Hospital-employed physicians may think that Medicare’s new performance-based payment system, the Quality Payment Program (QPP), is only a concern for their colleagues in other practice settings. The AMA’s new comprehensive guide offers advice on how to best cope with a new system that may have a significant effect on their income and working arrangements.
The set of deep dive frequently-asked questions (FAQ) addresses the much-needed push to get physicians, regardless of practice setting, fully up to speed with the QPP requirements and other provisions of the Medicare Access and CHIP Reauthorization Act (MACRA).
The guide is intended only for physicians employed by hospitals—not for those in hospital-affiliated practices or other settings. It consists of 35 detailed questions and answers, grouped into eight sections addressing topics such as compensation-related implications and EHR usage, among others.

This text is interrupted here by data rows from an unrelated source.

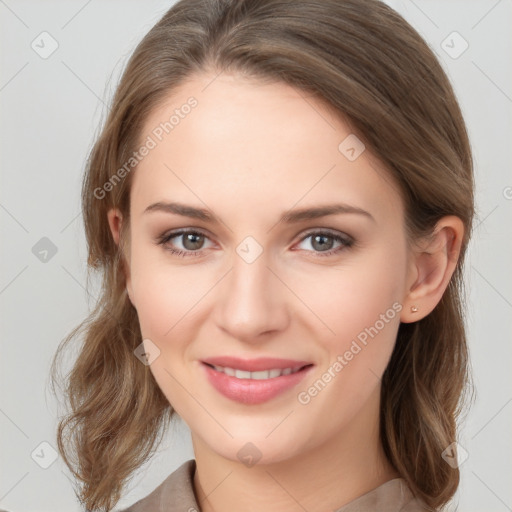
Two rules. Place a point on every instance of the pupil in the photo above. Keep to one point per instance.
(195, 239)
(322, 246)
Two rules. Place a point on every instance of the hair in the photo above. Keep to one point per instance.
(363, 60)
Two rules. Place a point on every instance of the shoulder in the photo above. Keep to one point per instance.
(176, 491)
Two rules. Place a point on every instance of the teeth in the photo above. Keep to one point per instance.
(259, 375)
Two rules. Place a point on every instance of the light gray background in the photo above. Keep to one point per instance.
(50, 112)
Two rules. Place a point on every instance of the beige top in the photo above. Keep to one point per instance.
(176, 494)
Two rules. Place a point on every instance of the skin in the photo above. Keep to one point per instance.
(248, 152)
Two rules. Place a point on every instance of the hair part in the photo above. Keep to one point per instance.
(366, 63)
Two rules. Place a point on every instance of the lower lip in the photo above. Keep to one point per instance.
(253, 391)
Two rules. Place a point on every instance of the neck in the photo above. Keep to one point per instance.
(327, 477)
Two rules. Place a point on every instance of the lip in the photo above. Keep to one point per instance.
(253, 391)
(255, 365)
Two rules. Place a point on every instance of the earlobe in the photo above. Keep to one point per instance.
(434, 262)
(115, 220)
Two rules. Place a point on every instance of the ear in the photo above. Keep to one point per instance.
(433, 262)
(115, 221)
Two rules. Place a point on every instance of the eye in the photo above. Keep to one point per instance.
(323, 242)
(192, 242)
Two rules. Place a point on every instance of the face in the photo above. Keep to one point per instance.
(308, 303)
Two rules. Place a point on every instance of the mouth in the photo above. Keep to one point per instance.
(254, 381)
(256, 375)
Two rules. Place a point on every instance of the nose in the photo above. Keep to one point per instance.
(252, 301)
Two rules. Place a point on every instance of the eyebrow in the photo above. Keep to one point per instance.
(289, 216)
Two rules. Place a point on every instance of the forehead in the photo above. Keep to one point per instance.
(251, 145)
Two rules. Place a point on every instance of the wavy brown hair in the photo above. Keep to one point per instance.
(366, 63)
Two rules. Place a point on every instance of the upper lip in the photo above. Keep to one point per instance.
(254, 365)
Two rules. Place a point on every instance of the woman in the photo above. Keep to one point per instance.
(279, 204)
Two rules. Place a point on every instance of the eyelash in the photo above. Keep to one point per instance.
(346, 241)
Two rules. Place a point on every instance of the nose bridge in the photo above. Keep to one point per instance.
(252, 302)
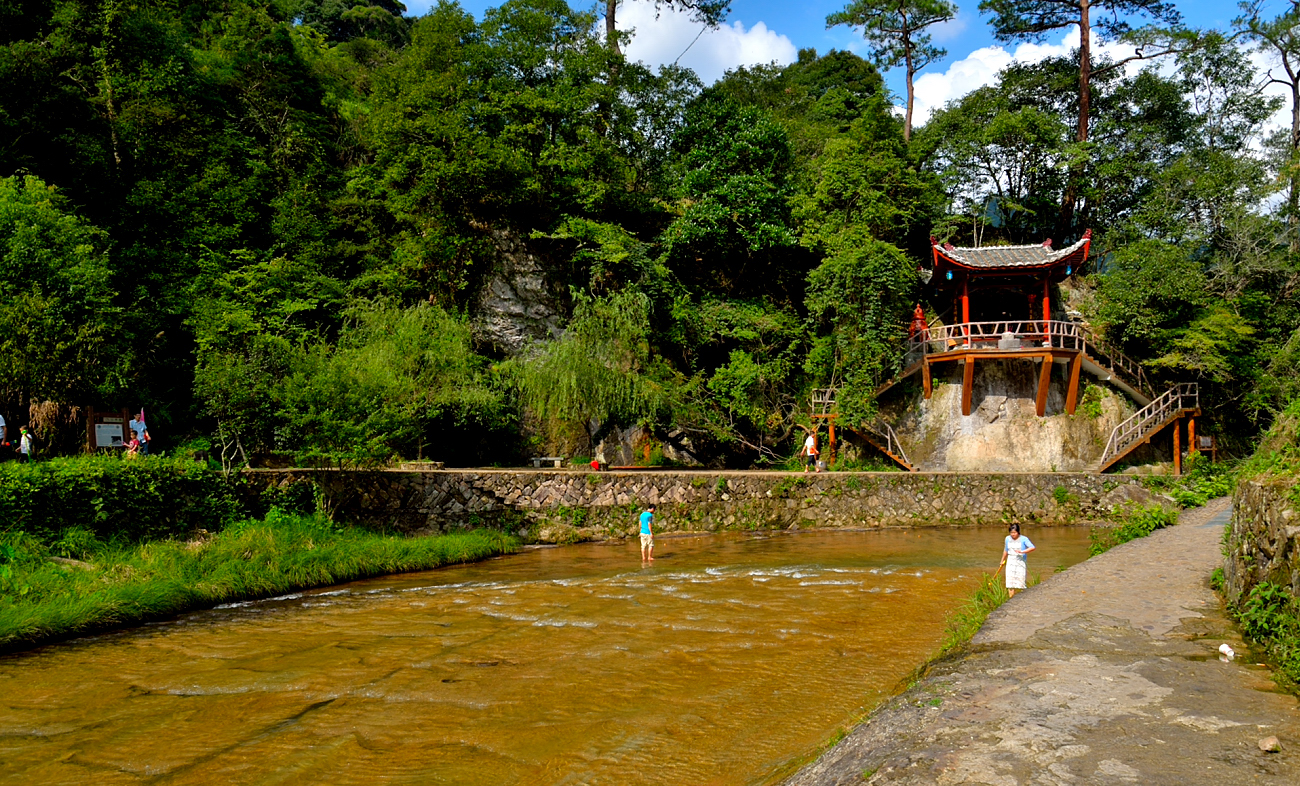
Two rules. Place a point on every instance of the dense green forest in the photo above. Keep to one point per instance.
(272, 224)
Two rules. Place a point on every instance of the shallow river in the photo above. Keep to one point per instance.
(724, 663)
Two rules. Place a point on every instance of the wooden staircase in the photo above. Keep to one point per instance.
(1178, 402)
(878, 434)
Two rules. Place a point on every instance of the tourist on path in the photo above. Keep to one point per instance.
(1014, 548)
(811, 452)
(646, 535)
(25, 448)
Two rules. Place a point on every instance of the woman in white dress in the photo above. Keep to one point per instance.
(1014, 548)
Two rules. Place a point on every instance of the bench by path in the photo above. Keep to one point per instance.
(1106, 673)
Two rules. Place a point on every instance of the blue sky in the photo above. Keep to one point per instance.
(771, 30)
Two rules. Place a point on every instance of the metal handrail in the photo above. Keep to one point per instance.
(1184, 395)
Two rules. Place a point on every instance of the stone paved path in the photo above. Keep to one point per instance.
(1106, 673)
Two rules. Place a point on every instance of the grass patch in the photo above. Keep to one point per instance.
(970, 616)
(1138, 525)
(115, 583)
(1200, 482)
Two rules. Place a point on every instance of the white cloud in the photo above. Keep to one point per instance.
(980, 68)
(662, 40)
(953, 27)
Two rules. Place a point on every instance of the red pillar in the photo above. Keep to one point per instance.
(966, 308)
(1178, 448)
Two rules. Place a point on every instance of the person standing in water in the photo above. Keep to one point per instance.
(646, 535)
(1014, 548)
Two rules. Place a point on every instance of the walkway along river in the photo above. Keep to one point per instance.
(724, 663)
(1106, 674)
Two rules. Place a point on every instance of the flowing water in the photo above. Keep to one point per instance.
(723, 663)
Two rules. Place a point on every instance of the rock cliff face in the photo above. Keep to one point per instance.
(518, 305)
(1264, 537)
(1002, 431)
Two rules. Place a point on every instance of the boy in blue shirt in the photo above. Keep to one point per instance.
(646, 535)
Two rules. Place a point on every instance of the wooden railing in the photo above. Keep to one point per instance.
(1149, 418)
(1117, 363)
(823, 400)
(888, 442)
(1027, 334)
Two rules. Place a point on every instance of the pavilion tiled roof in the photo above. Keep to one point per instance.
(1010, 256)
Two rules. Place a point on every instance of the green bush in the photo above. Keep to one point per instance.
(1270, 615)
(72, 500)
(1138, 525)
(118, 585)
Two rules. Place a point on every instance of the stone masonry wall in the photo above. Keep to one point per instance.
(1264, 539)
(564, 506)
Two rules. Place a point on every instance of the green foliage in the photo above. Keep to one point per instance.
(124, 585)
(382, 389)
(1091, 400)
(74, 500)
(853, 299)
(1200, 482)
(1270, 615)
(57, 312)
(1139, 524)
(601, 368)
(966, 621)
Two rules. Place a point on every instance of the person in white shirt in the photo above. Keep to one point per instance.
(811, 452)
(24, 444)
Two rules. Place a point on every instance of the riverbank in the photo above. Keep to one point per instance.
(1106, 673)
(564, 506)
(46, 596)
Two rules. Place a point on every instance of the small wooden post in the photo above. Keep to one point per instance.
(1044, 385)
(1071, 396)
(1178, 448)
(967, 383)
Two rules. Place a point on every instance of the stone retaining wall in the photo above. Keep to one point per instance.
(564, 506)
(1264, 541)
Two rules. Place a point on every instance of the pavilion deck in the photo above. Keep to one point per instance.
(1048, 342)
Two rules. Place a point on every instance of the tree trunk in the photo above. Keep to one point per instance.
(1294, 195)
(1075, 178)
(611, 33)
(906, 122)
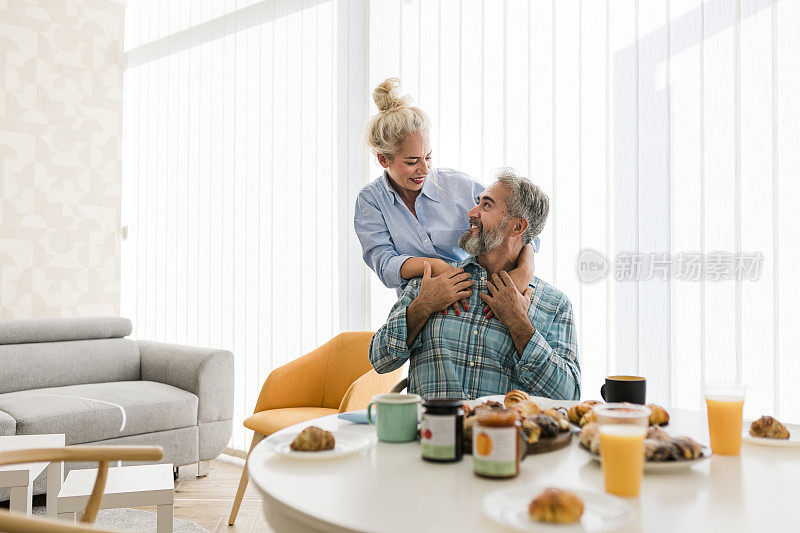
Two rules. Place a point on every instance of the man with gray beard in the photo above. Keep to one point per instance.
(530, 345)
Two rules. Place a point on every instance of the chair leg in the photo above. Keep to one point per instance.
(257, 437)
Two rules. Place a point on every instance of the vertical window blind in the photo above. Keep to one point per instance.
(667, 127)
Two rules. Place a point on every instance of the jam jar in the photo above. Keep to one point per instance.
(441, 430)
(495, 444)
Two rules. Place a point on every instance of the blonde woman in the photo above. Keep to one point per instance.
(414, 214)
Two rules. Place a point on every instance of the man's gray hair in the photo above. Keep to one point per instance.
(525, 200)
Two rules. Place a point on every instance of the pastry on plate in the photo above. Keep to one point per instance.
(658, 415)
(556, 506)
(548, 426)
(590, 416)
(526, 408)
(559, 417)
(656, 433)
(515, 396)
(313, 439)
(687, 448)
(590, 437)
(768, 428)
(576, 412)
(531, 431)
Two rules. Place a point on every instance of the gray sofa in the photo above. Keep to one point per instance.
(83, 378)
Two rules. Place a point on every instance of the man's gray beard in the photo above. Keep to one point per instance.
(482, 242)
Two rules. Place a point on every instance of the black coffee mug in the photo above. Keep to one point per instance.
(624, 389)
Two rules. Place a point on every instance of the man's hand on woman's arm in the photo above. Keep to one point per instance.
(435, 294)
(510, 307)
(414, 267)
(522, 275)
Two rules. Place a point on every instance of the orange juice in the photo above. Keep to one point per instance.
(622, 451)
(725, 424)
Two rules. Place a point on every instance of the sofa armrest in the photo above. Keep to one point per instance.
(205, 372)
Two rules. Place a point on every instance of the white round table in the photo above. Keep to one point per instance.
(388, 487)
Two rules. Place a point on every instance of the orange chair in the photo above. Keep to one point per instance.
(334, 378)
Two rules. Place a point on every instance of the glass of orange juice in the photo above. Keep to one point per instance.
(724, 402)
(623, 427)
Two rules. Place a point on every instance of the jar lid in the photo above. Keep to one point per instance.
(442, 402)
(498, 416)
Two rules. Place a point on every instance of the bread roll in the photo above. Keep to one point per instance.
(556, 506)
(769, 428)
(515, 396)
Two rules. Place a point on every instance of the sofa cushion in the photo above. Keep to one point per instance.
(27, 330)
(57, 364)
(98, 411)
(269, 421)
(8, 426)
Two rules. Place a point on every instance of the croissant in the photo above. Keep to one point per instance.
(526, 408)
(590, 437)
(515, 396)
(313, 439)
(531, 431)
(687, 448)
(549, 426)
(658, 415)
(656, 433)
(556, 506)
(577, 411)
(769, 428)
(560, 419)
(590, 416)
(660, 450)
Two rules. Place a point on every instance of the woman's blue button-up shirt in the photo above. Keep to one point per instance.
(390, 234)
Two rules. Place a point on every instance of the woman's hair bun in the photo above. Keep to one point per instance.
(387, 96)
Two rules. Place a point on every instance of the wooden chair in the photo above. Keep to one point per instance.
(335, 378)
(13, 522)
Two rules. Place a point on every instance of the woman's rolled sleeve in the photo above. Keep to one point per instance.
(377, 247)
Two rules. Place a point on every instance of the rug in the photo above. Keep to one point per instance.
(133, 520)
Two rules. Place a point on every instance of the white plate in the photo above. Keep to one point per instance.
(544, 403)
(792, 442)
(662, 467)
(346, 444)
(601, 512)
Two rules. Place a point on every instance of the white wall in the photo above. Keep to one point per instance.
(60, 138)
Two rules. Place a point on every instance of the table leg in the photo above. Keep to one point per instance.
(164, 518)
(55, 476)
(21, 499)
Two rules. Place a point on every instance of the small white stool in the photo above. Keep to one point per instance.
(126, 486)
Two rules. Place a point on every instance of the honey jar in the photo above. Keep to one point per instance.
(495, 444)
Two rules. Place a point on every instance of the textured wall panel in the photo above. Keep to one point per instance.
(60, 126)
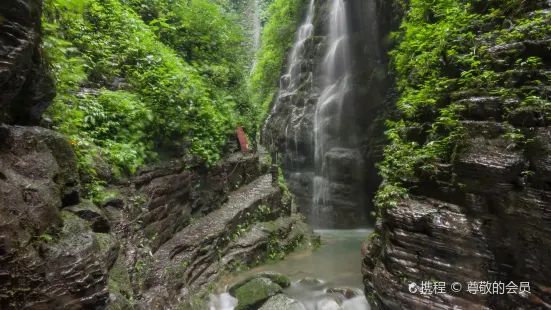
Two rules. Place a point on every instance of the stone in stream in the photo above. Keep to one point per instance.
(309, 281)
(347, 292)
(276, 277)
(281, 302)
(255, 292)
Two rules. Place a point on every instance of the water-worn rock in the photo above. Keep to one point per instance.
(310, 281)
(91, 213)
(347, 292)
(191, 256)
(38, 245)
(328, 304)
(255, 292)
(25, 90)
(175, 193)
(281, 302)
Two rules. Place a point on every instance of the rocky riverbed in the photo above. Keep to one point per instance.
(275, 291)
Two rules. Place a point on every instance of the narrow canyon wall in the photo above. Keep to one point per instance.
(142, 242)
(290, 127)
(485, 215)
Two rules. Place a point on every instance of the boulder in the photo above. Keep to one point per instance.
(276, 277)
(251, 295)
(281, 302)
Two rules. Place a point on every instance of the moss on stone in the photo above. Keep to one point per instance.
(255, 292)
(276, 277)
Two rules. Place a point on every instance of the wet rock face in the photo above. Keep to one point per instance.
(290, 125)
(484, 217)
(49, 258)
(25, 90)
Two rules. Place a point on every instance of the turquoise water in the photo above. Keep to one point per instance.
(337, 262)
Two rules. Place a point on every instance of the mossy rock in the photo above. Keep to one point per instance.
(276, 277)
(109, 248)
(255, 292)
(91, 213)
(347, 292)
(281, 302)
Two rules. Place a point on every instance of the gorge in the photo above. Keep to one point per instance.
(396, 144)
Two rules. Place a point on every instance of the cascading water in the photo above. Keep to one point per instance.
(256, 31)
(336, 146)
(294, 75)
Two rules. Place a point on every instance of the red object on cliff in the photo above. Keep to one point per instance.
(242, 139)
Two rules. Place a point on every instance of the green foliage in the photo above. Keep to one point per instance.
(442, 48)
(282, 18)
(169, 77)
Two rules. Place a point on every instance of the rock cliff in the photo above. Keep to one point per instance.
(484, 214)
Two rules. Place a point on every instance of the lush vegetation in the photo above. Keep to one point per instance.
(139, 79)
(443, 48)
(282, 19)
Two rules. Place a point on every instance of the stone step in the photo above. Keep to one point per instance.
(184, 258)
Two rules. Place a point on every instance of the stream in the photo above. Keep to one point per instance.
(336, 263)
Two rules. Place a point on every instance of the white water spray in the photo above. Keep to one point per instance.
(327, 120)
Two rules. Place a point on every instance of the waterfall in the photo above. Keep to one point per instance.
(294, 75)
(257, 27)
(334, 139)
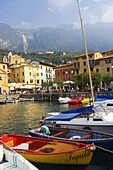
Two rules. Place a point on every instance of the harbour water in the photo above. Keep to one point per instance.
(19, 118)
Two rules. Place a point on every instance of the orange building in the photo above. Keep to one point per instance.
(64, 72)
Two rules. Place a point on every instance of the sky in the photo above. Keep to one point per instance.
(30, 14)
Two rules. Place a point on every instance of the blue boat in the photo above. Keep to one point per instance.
(105, 96)
(100, 139)
(3, 102)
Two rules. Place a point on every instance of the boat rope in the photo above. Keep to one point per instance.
(104, 149)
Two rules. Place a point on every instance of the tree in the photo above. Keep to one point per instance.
(107, 78)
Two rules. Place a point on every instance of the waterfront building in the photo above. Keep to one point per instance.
(26, 74)
(80, 62)
(47, 71)
(3, 78)
(64, 72)
(13, 59)
(107, 53)
(97, 61)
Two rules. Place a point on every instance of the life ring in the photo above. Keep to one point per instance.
(75, 137)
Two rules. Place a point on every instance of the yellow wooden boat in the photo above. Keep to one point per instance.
(50, 151)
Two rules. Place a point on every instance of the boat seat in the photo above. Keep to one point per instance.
(86, 136)
(60, 133)
(29, 142)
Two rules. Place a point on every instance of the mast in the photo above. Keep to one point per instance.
(86, 53)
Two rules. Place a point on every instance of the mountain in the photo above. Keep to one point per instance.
(61, 38)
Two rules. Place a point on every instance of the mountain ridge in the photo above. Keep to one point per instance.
(65, 37)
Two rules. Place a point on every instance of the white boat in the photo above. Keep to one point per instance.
(101, 119)
(26, 99)
(64, 100)
(13, 161)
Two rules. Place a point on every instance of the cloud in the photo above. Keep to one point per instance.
(97, 0)
(59, 4)
(26, 24)
(107, 14)
(50, 9)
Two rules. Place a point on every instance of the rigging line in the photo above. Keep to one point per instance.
(86, 53)
(104, 149)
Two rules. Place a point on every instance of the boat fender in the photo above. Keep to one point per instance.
(75, 137)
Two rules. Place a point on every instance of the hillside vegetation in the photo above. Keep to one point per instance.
(56, 58)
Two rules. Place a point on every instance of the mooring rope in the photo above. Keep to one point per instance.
(104, 149)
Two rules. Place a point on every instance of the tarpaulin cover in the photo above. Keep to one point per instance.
(82, 109)
(63, 117)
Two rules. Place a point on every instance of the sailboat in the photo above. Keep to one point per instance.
(101, 118)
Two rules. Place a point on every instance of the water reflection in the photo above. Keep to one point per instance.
(19, 118)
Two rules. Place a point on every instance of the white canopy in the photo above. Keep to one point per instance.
(69, 82)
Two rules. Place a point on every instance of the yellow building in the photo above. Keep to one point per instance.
(13, 59)
(80, 62)
(27, 74)
(3, 77)
(107, 53)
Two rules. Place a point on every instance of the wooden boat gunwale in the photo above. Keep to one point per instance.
(62, 129)
(83, 146)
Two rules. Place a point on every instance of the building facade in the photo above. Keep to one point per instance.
(27, 74)
(64, 72)
(47, 71)
(3, 78)
(80, 62)
(13, 59)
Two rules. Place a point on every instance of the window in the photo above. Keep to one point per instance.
(108, 69)
(69, 72)
(58, 73)
(31, 80)
(3, 66)
(63, 72)
(84, 63)
(42, 81)
(85, 70)
(97, 70)
(83, 58)
(91, 69)
(107, 61)
(97, 63)
(58, 79)
(77, 71)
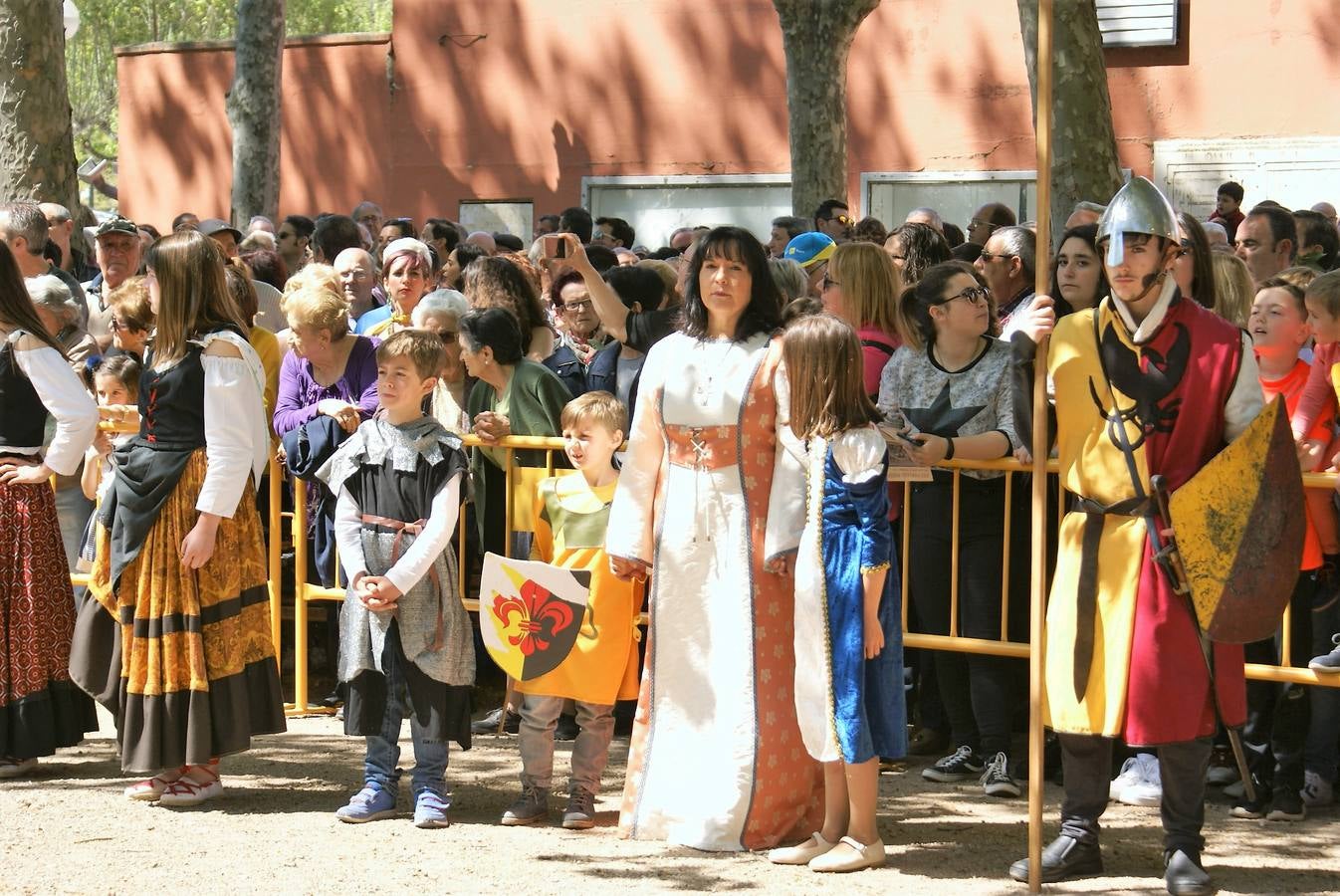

The document makes a strong case that hospital-employed physicians are best served by being actively engaged in selecting and pursuing the employed practice arrangements that protect them and provide the best possibilities for their success. At the outset, the FAQ tells physicians that they should assume the QPP probably will affect them and why.
“Clinicians should expect that MACRA’s positive or negative payment adjustments will eventually impact the hospital’s financial position and the methods it uses to pay its employed physicians,” the FAQ says. “MACRA’s requirements apply to all eligible clinicians, regardless of practice setting, so its requirements can’t be avoided by hospital employment alone.”
How that might play out and how physicians can protect themselves is the major focus of the FAQ. In many cases, the hospital, as employer, will want to make the key decisions—for example, whether to measure performance at the group or individual-level—and the question turns to whether to modify that through employment contract and payment provisions.
The FAQ encourages physicians to embrace an active role. That includes “ensuring that employed physicians have access to and use [certified electronic health record technology], promoting employed physician engagement in selecting and reporting on MIPS quality and improvement activity category measures, and encouraging peers in the physician enterprise to do their part in connection with individual or group measures.”
Today’s pay will affect tomorrow’s
“Individual reporting has potential benefits in that you can select and report quality measures and other variables that are aligned with your practice,” according to the FAQ. “Under group reporting, all eligible clinicians in your employer [tax identification number] will be evaluated as a group.”
It’s important for physicians to know how they are paid now so they can follow and understand changes that may come about under MIPS. Moving forward, it is also crucial that physicians get reports and feedback on their performance, especially since it may change their compensation.
Just what that affect might be will vary by a physician’s employment and compensation structure. Relative value unit-based compensation plans traditionally have not been tied to overall revenue a hospital collects for those services. But as the FAQ warns, “While this may be beneficial today, it’s likely that hospitals and other physician employers using such models will seek to modify the arrangements over time as the financial implications of MACRA, MIPS and APM performance take effect.”
It is very likely that physicians with compensation tied to revenue from their services—for example, through percentage of collections or revenue-minus-expense models—will see their compensation change.
The full FAQ covers these and many other topics, including:
- Private practice comparisons.
- Impact on structure and relationships.
- MIPS requirements.
- Compensation-related implications.
- Effect on electronic health records and usage.
- Alternative Payment Model participation (including accountable care organizations).
- Implications for other arrangements (for example, a medical director relationship with a hospital).